A Alma le daba miedo dormir.
No lo decía en voz alta, porque sonaría absurdo. Como si fuera niña todavía, como si le temiera a los monstruos bajo la cama o a las sombras mal dibujadas por la lámpara de noche.
Pero no. Lo suyo era distinto.
Ella no le temía al sueño, sino a todo lo que le devolvía cuando se rendía ante él.
Había desarrollado una especie de rutina para resistirse. Se metía a la cama a la misma hora cada noche, pero solo por inercia. El cuerpo fingía cansancio, mientras la mente tomaba aire y comenzaba la verdadera batalla.
Un episodio más. Una playlist instrumental.
Un juego de deslizar colores sin sentido en el celular.
La pantalla al mínimo, el volumen casi apagado. Solo para hacer ruido adentro, para no escuchar lo que el silencio siempre traía.
Afuera, la ciudad dormía.
Adentro, Alma contaba grietas en el techo.
La verdad era que dormía sola desde hacía años. No solo porque la habitación estuviera vacía, sino porque los sueños la hacían compartir cama con todos los que ya no estaban.

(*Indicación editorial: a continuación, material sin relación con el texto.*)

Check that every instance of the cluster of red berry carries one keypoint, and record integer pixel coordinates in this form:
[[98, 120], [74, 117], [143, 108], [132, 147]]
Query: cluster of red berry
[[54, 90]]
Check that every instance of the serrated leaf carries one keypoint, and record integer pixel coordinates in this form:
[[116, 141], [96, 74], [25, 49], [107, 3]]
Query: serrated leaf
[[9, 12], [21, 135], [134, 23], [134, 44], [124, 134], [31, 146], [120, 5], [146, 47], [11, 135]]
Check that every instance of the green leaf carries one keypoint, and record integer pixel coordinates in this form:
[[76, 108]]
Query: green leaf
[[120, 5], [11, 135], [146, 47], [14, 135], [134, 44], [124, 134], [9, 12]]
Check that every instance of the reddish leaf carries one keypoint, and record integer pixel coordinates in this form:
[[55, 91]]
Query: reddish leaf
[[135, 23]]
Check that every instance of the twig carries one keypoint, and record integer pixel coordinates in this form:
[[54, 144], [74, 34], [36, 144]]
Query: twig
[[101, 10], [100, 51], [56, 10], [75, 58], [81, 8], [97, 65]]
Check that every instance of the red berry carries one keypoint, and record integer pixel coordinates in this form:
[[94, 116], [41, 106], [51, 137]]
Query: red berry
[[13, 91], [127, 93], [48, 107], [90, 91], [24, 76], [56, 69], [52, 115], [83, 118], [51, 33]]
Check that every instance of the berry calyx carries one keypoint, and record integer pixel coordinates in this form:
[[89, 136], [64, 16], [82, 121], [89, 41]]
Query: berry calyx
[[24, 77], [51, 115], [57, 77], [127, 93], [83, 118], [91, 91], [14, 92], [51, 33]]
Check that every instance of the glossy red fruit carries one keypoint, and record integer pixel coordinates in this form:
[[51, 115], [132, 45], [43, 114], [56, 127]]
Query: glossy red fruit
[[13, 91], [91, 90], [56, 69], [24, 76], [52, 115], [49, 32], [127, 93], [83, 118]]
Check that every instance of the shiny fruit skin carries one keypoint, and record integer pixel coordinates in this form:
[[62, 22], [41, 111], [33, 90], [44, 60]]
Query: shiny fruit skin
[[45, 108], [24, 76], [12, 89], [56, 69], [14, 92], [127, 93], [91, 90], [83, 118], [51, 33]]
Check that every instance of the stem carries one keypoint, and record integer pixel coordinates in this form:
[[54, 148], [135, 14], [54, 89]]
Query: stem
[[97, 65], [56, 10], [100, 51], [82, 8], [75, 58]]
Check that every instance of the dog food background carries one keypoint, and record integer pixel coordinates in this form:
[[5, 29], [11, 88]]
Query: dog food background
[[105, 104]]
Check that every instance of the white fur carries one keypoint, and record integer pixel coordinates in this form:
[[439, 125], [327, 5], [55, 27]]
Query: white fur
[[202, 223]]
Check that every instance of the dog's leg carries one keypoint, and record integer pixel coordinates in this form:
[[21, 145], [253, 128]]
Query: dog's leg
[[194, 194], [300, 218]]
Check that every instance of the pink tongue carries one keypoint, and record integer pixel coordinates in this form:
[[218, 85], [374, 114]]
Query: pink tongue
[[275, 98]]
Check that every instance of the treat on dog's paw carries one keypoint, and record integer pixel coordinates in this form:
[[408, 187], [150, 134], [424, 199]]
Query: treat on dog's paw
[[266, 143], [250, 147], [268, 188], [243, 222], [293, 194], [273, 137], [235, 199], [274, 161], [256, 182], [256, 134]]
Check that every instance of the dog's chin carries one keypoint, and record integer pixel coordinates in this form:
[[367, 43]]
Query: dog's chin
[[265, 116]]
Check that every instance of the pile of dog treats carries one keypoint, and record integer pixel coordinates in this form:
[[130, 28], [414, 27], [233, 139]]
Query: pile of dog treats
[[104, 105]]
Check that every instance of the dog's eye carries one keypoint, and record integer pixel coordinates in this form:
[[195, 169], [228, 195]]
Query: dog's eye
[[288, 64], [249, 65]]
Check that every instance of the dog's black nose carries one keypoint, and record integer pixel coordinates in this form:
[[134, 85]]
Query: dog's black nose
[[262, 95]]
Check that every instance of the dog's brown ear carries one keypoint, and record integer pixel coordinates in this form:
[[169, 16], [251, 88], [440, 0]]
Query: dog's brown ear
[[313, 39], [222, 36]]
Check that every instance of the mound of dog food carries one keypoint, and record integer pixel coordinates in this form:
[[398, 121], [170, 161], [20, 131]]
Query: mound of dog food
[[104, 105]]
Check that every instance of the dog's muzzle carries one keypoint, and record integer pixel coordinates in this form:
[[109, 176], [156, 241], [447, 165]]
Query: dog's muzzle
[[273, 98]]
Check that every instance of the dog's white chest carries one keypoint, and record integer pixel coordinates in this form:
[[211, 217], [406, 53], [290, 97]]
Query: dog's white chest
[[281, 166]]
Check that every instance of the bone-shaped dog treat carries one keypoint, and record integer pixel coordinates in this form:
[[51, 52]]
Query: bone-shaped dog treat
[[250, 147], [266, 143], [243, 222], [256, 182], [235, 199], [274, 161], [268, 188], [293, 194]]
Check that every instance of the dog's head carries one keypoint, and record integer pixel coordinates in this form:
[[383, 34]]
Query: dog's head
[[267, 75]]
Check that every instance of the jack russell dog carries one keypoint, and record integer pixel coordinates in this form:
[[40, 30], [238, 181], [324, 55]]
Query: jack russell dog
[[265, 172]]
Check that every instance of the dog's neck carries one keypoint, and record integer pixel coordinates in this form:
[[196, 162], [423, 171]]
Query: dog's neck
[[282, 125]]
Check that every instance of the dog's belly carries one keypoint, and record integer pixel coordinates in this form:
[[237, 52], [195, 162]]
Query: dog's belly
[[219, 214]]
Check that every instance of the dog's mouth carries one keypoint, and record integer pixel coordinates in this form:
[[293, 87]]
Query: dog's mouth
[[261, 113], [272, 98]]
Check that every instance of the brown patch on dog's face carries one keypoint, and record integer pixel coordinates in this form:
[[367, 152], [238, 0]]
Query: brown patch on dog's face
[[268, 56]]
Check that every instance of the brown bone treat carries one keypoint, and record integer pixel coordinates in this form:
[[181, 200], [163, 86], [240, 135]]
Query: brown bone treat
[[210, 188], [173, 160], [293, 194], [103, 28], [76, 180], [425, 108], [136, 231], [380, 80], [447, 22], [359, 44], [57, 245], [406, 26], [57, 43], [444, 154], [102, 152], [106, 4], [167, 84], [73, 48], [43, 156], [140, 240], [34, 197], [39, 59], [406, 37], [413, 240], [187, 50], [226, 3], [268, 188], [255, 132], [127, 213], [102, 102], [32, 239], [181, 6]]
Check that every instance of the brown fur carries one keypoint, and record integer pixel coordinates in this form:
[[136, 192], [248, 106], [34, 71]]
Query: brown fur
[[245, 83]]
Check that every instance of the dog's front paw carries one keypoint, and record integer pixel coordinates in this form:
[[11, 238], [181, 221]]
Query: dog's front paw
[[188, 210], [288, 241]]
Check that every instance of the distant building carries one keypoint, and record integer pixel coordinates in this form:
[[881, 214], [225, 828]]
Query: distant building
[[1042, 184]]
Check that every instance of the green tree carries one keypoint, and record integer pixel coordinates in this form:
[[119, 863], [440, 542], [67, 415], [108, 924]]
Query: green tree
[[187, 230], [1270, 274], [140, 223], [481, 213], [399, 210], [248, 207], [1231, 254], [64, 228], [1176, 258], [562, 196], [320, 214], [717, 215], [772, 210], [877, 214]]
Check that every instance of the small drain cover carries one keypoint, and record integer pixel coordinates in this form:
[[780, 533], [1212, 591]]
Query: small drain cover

Ahí estaban, noche tras noche. Los que se fueron sin avisar. Los que no pudieron quedarse.
Su madre, con los ojos que ya no recordaba del todo.
Su ex, con esa voz hueca de quien dice "te amo" cuando ya no significa nada.
Una compañera del colegio que no alcanzó a terminar su última carta.
Y a veces, incluso ella misma. En versiones más jóvenes, más felices. Más ingenuas.
Dormir era volver a verlos.
Volver a oírlos.
Volver a no poder tocarlos.
Entonces se quedaba despierta. Porque, ¿quién quiere cruzar cada noche un cementerio con la mente desnuda?
Le habían dicho que era ansiedad. Trauma. Trastorno del sueño.
Pero nadie entendía que lo que ella tenía era una especie de memoria que solo funcionaba cuando cerraba los ojos.
Una memoria que se volvía carne en los sueños.
Esa noche, el insomnio se sintió distinto.
No más intenso, pero sí más... resignado.
Como si el sueño estuviera al acecho, esperando el menor descuido para tomarla.
Alma lo sabía. Era cuestión de segundos.
Se acurrucó en el sillón del cuarto, una taza de té frío a medio terminar sobre la mesa, y el libro que no logró empezar en las manos.
Se le cerraron los ojos sin darse cuenta.
Y aunque su cuerpo aún estaba ahí, la mente ya había empezado a moverse hacia ese otro lugar.
Ese donde las puertas no suenan pero se abren solas.
Donde los relojes no marcan la hora, pero uno siente que llega tarde.
Donde los muertos no descansan... solo esperan.